At step S142, the flag F2 is set, and at step S141, the flag F2 is reset.

In step S144, a calculation is performed to estimate the catalyst temperature CT. The estimation calculation of the catalyst temperature CT is performed from the engine stop time and the engine water temperature W at the time of starting the engine. Note that the estimation may be made based on the engine temperature. In step S146, it is determined whether the catalyst temperature CT is lower than the activation temperature CT0. If the catalyst temperature CT is lower than the activation temperature CT0 in step S146 (YE in step S146)
S), the process proceeds to step S150, and if the catalyst temperature CT is equal to or higher than the activation temperature CT0 (NO in step S146), the process proceeds to step S152.

In step S150, since the catalyst temperature has not been activated, a correction amount θC for correcting the basic fuel injection amount TB based on the catalyst temperature CT is calculated. The correction amount θC is an ignition retard amount for delaying the ignition timing.

In step S156, the basic ignition retard amount θB when the catalyst temperature CT has not reached the activation temperature and the correction amount θC in step S150 are added to set the ignition timing retard amount θT of the engine 1. To increase the exhaust gas temperature (θT = θB + θC).

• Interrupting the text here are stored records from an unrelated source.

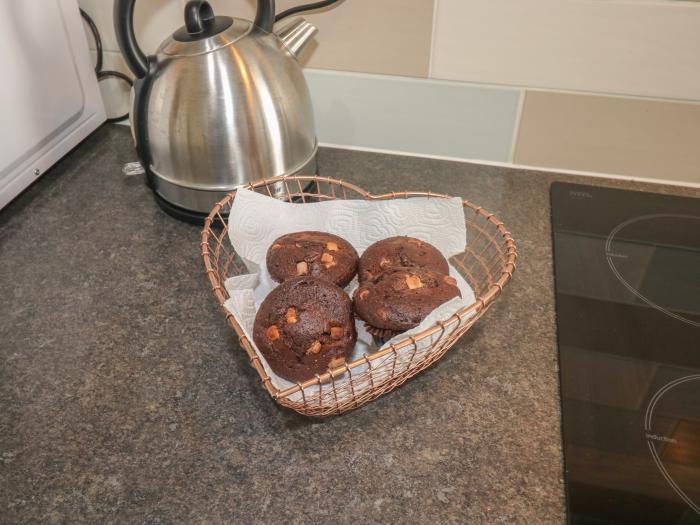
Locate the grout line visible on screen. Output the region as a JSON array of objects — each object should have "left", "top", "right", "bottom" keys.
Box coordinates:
[
  {"left": 117, "top": 116, "right": 700, "bottom": 189},
  {"left": 508, "top": 89, "right": 527, "bottom": 163},
  {"left": 319, "top": 142, "right": 700, "bottom": 189},
  {"left": 524, "top": 85, "right": 700, "bottom": 105},
  {"left": 428, "top": 0, "right": 440, "bottom": 78}
]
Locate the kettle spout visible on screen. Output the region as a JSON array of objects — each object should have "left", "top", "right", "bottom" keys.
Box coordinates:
[{"left": 277, "top": 18, "right": 318, "bottom": 59}]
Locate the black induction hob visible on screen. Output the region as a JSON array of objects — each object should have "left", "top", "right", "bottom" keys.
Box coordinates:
[{"left": 552, "top": 183, "right": 700, "bottom": 525}]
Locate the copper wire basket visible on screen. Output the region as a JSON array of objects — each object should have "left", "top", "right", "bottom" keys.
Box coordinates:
[{"left": 200, "top": 176, "right": 516, "bottom": 416}]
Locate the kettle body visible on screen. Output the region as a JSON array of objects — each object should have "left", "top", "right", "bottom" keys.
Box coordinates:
[{"left": 115, "top": 0, "right": 317, "bottom": 222}]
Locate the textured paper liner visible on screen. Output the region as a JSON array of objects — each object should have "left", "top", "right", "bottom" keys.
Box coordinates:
[{"left": 200, "top": 176, "right": 516, "bottom": 416}]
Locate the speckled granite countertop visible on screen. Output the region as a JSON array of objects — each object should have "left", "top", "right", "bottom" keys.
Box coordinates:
[{"left": 0, "top": 126, "right": 698, "bottom": 523}]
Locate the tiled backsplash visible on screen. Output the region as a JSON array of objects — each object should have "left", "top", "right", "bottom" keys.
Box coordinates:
[{"left": 79, "top": 0, "right": 700, "bottom": 184}]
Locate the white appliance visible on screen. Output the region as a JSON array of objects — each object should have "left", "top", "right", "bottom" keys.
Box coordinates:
[{"left": 0, "top": 0, "right": 106, "bottom": 209}]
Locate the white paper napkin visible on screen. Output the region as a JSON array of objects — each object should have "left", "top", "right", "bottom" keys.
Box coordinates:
[{"left": 224, "top": 189, "right": 475, "bottom": 399}]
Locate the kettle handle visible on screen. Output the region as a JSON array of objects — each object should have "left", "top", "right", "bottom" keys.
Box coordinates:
[
  {"left": 253, "top": 0, "right": 275, "bottom": 33},
  {"left": 114, "top": 0, "right": 148, "bottom": 78}
]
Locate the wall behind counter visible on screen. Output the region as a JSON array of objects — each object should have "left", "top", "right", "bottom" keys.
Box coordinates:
[{"left": 79, "top": 0, "right": 700, "bottom": 184}]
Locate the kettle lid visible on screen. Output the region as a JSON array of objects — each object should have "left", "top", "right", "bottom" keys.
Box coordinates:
[{"left": 173, "top": 0, "right": 233, "bottom": 42}]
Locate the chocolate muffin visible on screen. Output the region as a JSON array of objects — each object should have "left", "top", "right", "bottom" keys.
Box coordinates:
[
  {"left": 253, "top": 276, "right": 357, "bottom": 382},
  {"left": 267, "top": 232, "right": 358, "bottom": 287},
  {"left": 354, "top": 267, "right": 461, "bottom": 341},
  {"left": 358, "top": 237, "right": 450, "bottom": 283}
]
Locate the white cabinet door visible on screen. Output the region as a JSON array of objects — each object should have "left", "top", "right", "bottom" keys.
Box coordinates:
[{"left": 0, "top": 0, "right": 105, "bottom": 208}]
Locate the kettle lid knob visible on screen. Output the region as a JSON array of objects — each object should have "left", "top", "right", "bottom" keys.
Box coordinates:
[{"left": 173, "top": 0, "right": 233, "bottom": 42}]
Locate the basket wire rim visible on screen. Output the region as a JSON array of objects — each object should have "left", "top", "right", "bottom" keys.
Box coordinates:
[{"left": 200, "top": 175, "right": 517, "bottom": 400}]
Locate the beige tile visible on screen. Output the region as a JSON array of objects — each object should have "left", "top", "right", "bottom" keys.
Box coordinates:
[
  {"left": 430, "top": 0, "right": 700, "bottom": 100},
  {"left": 211, "top": 0, "right": 433, "bottom": 77},
  {"left": 514, "top": 91, "right": 700, "bottom": 183}
]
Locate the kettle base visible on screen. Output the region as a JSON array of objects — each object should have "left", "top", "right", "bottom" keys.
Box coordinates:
[{"left": 152, "top": 150, "right": 318, "bottom": 225}]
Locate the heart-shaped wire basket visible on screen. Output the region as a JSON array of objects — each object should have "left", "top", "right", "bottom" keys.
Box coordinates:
[{"left": 200, "top": 175, "right": 517, "bottom": 416}]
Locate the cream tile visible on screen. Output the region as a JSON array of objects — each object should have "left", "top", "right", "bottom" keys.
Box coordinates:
[
  {"left": 306, "top": 69, "right": 520, "bottom": 162},
  {"left": 433, "top": 0, "right": 700, "bottom": 100},
  {"left": 514, "top": 91, "right": 700, "bottom": 183},
  {"left": 211, "top": 0, "right": 433, "bottom": 77}
]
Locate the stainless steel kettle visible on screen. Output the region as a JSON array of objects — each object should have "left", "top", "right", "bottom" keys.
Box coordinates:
[{"left": 114, "top": 0, "right": 317, "bottom": 222}]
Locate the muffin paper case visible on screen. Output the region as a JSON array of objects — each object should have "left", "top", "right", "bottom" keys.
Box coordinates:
[{"left": 201, "top": 176, "right": 515, "bottom": 415}]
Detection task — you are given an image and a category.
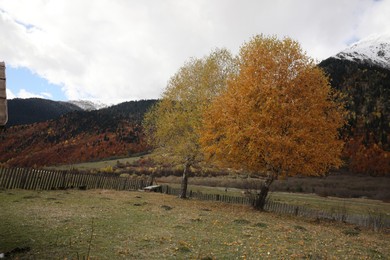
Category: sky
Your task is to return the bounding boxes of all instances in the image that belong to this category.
[0,0,390,104]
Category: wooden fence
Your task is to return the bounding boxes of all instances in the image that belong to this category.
[0,168,145,190]
[0,168,390,231]
[162,185,390,231]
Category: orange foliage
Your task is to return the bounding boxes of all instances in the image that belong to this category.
[201,36,345,178]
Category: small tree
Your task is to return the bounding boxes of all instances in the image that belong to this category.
[143,49,234,198]
[201,36,345,209]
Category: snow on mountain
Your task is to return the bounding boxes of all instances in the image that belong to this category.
[68,100,107,111]
[333,33,390,69]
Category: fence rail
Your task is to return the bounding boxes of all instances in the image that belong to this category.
[0,168,145,190]
[0,168,390,231]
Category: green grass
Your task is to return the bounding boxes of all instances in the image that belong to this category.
[0,190,390,259]
[163,183,390,218]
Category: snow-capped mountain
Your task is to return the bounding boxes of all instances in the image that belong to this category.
[68,100,107,111]
[333,33,390,69]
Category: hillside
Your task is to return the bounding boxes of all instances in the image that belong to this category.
[0,100,156,167]
[7,98,82,127]
[319,35,390,175]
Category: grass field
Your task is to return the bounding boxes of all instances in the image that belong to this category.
[47,157,140,171]
[0,190,390,259]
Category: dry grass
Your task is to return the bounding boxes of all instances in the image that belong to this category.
[0,190,390,259]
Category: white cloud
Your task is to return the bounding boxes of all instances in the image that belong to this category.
[0,0,390,103]
[17,88,45,98]
[6,88,16,99]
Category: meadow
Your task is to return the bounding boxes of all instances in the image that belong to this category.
[0,190,390,259]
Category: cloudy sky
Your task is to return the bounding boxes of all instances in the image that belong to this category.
[0,0,390,103]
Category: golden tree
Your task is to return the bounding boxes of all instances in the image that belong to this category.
[201,35,345,209]
[143,49,235,198]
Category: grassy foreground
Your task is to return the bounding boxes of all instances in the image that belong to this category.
[0,190,390,259]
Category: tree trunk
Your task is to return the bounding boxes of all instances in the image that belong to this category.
[253,175,274,210]
[180,163,190,199]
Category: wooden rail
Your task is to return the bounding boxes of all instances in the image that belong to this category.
[0,168,390,231]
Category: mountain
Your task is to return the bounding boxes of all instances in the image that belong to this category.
[0,100,156,167]
[319,35,390,175]
[68,100,107,111]
[6,98,81,127]
[333,33,390,69]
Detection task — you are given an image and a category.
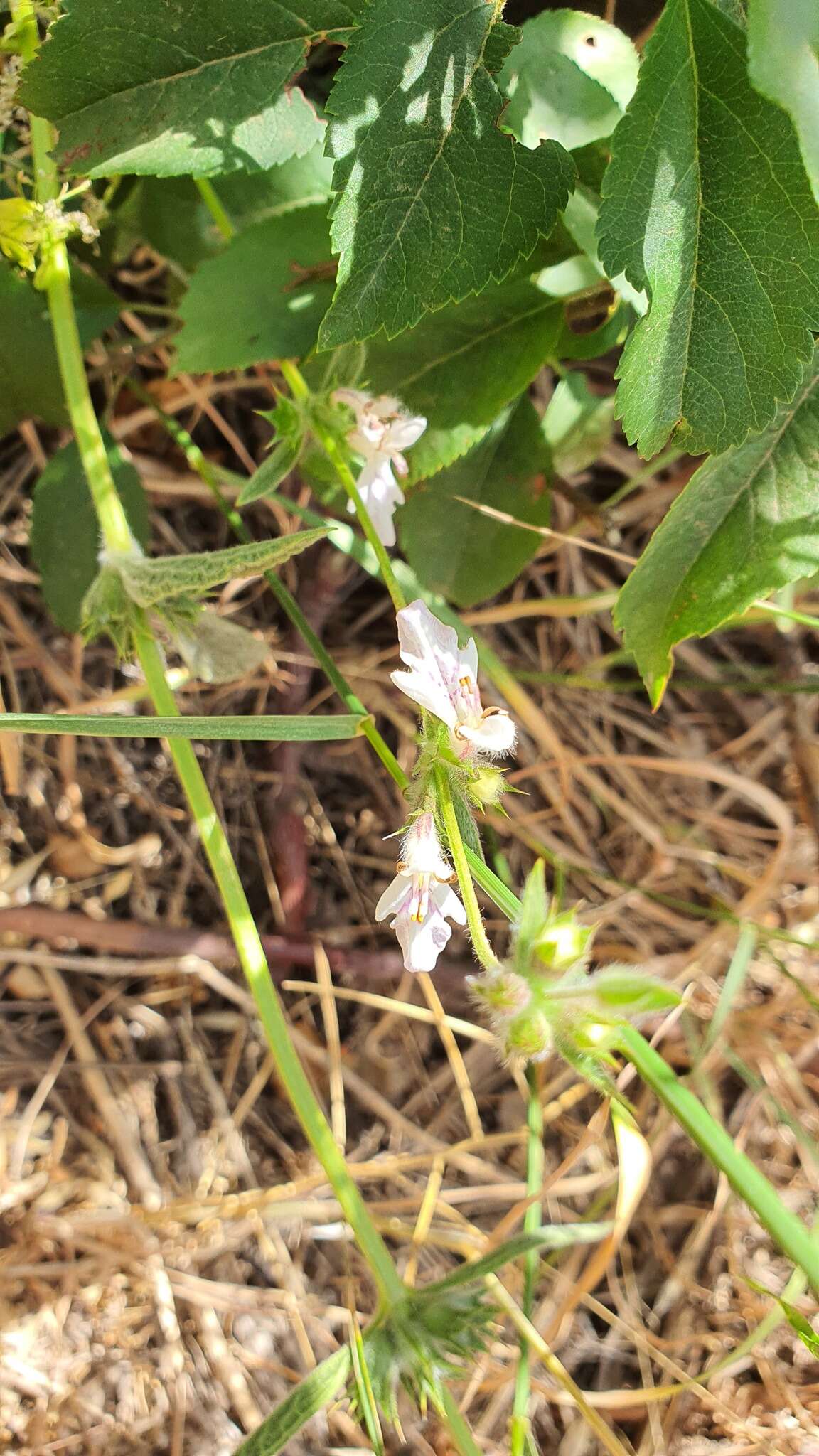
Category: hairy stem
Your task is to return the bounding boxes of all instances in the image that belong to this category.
[122,370,410,792]
[508,1063,544,1456]
[14,28,404,1305]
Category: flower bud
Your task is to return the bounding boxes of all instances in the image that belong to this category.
[471,965,532,1022]
[468,764,505,810]
[503,1009,554,1061]
[532,910,594,971]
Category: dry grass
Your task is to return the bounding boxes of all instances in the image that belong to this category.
[0,333,819,1456]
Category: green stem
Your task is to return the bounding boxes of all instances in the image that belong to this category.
[279,360,407,611]
[14,59,404,1306]
[136,626,404,1303]
[508,1061,544,1456]
[194,178,236,243]
[618,1025,819,1295]
[436,763,497,970]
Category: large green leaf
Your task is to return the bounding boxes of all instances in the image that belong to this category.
[398,397,550,607]
[0,259,119,435]
[498,10,638,150]
[21,0,363,178]
[114,146,332,271]
[31,438,149,632]
[615,351,819,705]
[366,278,562,481]
[599,0,819,456]
[321,0,574,348]
[235,1345,351,1456]
[748,0,819,203]
[176,207,332,373]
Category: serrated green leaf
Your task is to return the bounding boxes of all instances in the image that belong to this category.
[319,0,574,350]
[176,207,332,373]
[31,437,149,632]
[114,528,326,607]
[599,0,819,457]
[615,351,819,705]
[415,1223,612,1299]
[173,611,269,683]
[743,1274,819,1360]
[542,370,615,475]
[0,714,361,742]
[748,0,819,203]
[21,0,363,178]
[0,259,119,435]
[366,278,562,481]
[397,397,550,607]
[236,439,300,505]
[498,10,638,151]
[235,1345,351,1456]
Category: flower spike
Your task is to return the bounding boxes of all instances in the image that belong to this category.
[376,814,466,971]
[332,389,427,546]
[392,601,518,763]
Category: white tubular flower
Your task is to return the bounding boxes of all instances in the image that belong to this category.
[376,814,466,971]
[392,601,518,759]
[332,389,427,546]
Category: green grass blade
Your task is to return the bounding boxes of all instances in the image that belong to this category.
[0,714,364,742]
[417,1223,612,1299]
[235,1345,350,1456]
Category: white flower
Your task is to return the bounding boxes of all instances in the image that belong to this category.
[376,814,466,971]
[332,389,427,546]
[392,601,516,759]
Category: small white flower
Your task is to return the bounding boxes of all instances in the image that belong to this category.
[332,389,427,546]
[392,601,518,759]
[376,814,466,971]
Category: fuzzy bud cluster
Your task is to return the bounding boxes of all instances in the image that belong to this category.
[471,862,679,1071]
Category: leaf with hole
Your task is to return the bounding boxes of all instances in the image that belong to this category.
[31,437,149,632]
[176,207,332,374]
[615,350,819,706]
[597,0,819,457]
[21,0,363,178]
[498,10,638,151]
[319,0,574,350]
[112,528,328,607]
[398,397,550,607]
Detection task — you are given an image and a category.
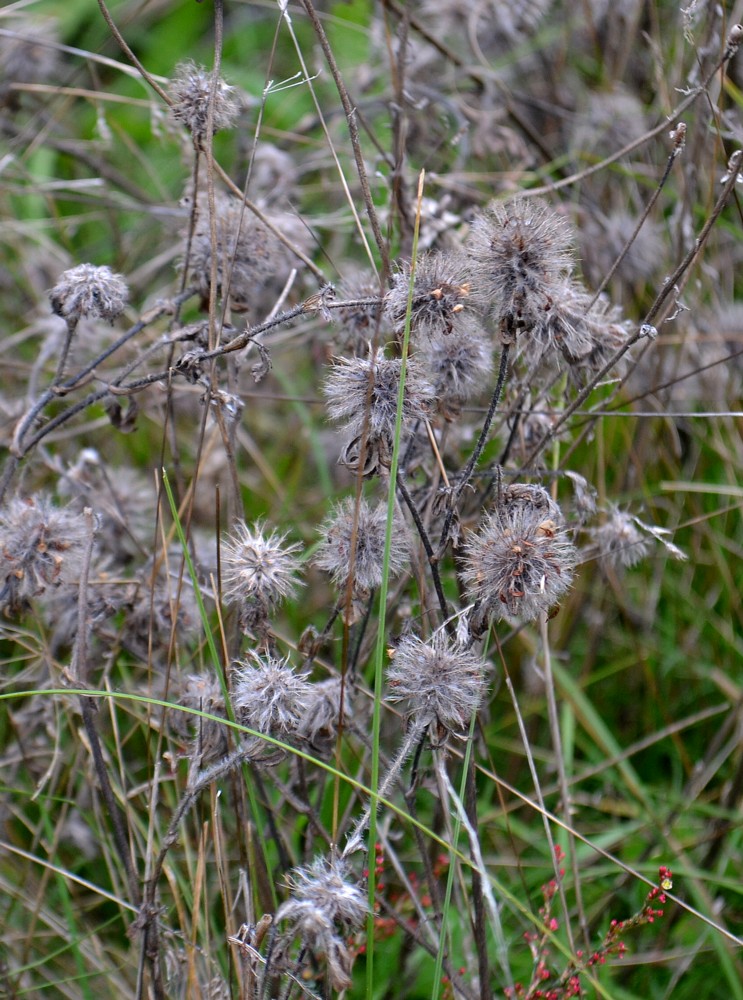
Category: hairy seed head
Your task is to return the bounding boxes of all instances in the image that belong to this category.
[417,316,493,419]
[591,507,651,569]
[465,198,573,344]
[49,264,129,323]
[387,632,486,733]
[0,495,87,614]
[232,656,312,739]
[462,492,576,621]
[384,252,471,337]
[324,349,433,472]
[222,522,301,611]
[170,61,240,140]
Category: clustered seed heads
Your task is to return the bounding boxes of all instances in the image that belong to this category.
[49,264,129,325]
[222,522,301,630]
[314,497,409,600]
[232,657,312,740]
[384,252,471,337]
[170,61,240,142]
[591,507,651,569]
[387,632,486,733]
[418,315,493,420]
[462,482,576,632]
[465,198,574,344]
[0,496,87,614]
[275,858,367,990]
[324,349,433,475]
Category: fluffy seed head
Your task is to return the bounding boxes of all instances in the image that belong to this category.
[544,281,629,382]
[462,492,576,627]
[232,657,312,739]
[276,858,368,990]
[592,507,652,569]
[384,253,471,337]
[170,61,240,140]
[276,858,367,931]
[417,316,493,419]
[387,632,486,733]
[324,349,433,472]
[315,497,408,598]
[49,264,129,323]
[0,496,87,614]
[222,522,301,611]
[465,198,573,344]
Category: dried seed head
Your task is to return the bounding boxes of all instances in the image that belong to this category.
[315,497,409,599]
[49,264,129,324]
[465,198,573,344]
[232,656,312,740]
[387,632,486,733]
[170,61,240,141]
[276,858,368,931]
[384,252,471,337]
[276,858,368,990]
[324,349,433,473]
[0,496,87,614]
[417,316,493,419]
[544,282,629,382]
[462,492,576,626]
[222,522,301,615]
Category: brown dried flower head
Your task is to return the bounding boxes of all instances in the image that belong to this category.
[170,60,240,141]
[324,348,433,475]
[182,192,308,314]
[276,858,368,990]
[0,496,87,614]
[465,198,573,344]
[462,484,576,634]
[384,252,471,337]
[49,264,129,324]
[315,497,409,598]
[232,656,312,740]
[387,631,486,733]
[222,522,301,614]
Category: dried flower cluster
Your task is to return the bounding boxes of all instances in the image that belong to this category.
[462,487,576,622]
[170,61,240,142]
[324,349,433,475]
[49,264,129,324]
[0,496,86,614]
[387,632,486,733]
[222,522,301,629]
[315,497,408,600]
[276,858,367,990]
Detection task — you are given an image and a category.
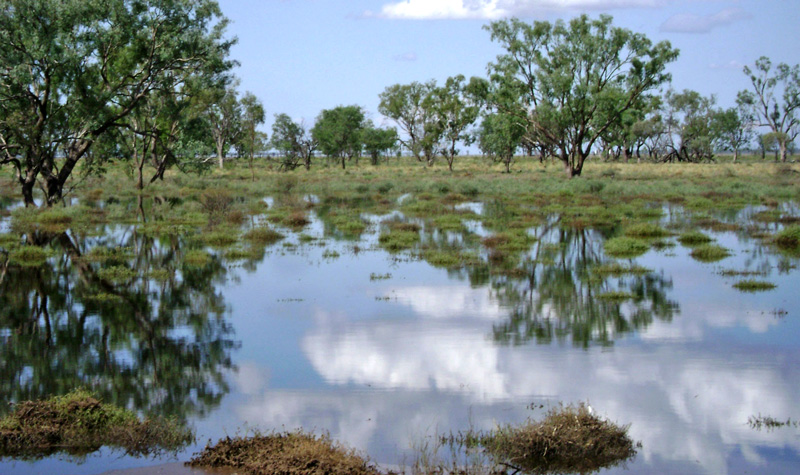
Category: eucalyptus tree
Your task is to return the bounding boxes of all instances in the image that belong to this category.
[664,89,716,162]
[378,80,436,161]
[428,74,486,171]
[361,121,397,165]
[737,56,800,162]
[711,107,755,163]
[311,106,366,169]
[0,0,232,206]
[236,92,267,181]
[270,114,318,170]
[485,15,678,177]
[478,113,525,173]
[204,81,242,169]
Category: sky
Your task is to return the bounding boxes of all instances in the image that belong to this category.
[212,0,800,132]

On the other hand, in step S152, the catalyst temperature CT
Has reached the activation temperature and does not need to be activated by split injection, so the flag F3 is reset, and step S15
The control amount (fuel injection amount) T in the late injection of the engine 1 at 4
The correction amount TC of step S130 and step S13 are added to T2.
The control amount TT2 for batch injection in the latter period is set by adding the correction amount TW of No. 6 (TT2 = TB + TW + TC). still,
In step S154, the control amount TT to be injected all at once in the previous period
1 may be set.

In step S158, it is determined whether the ignition timing retard amount θT of the engine 1 is equal to or greater than a predetermined value θT0. If the ignition timing retard amount θT is equal to or more than the predetermined value θT0 in step S158 (YES in step S158), the process proceeds to step S160, and the ignition timing retard amount θT is set to the predetermined value θT.
If it is less than T0 (NO in step S158), the process proceeds to step S164. In step S158, it is determined whether or not the retard amount θT of the ignition timing has reached the limit value θT0 for misfiring.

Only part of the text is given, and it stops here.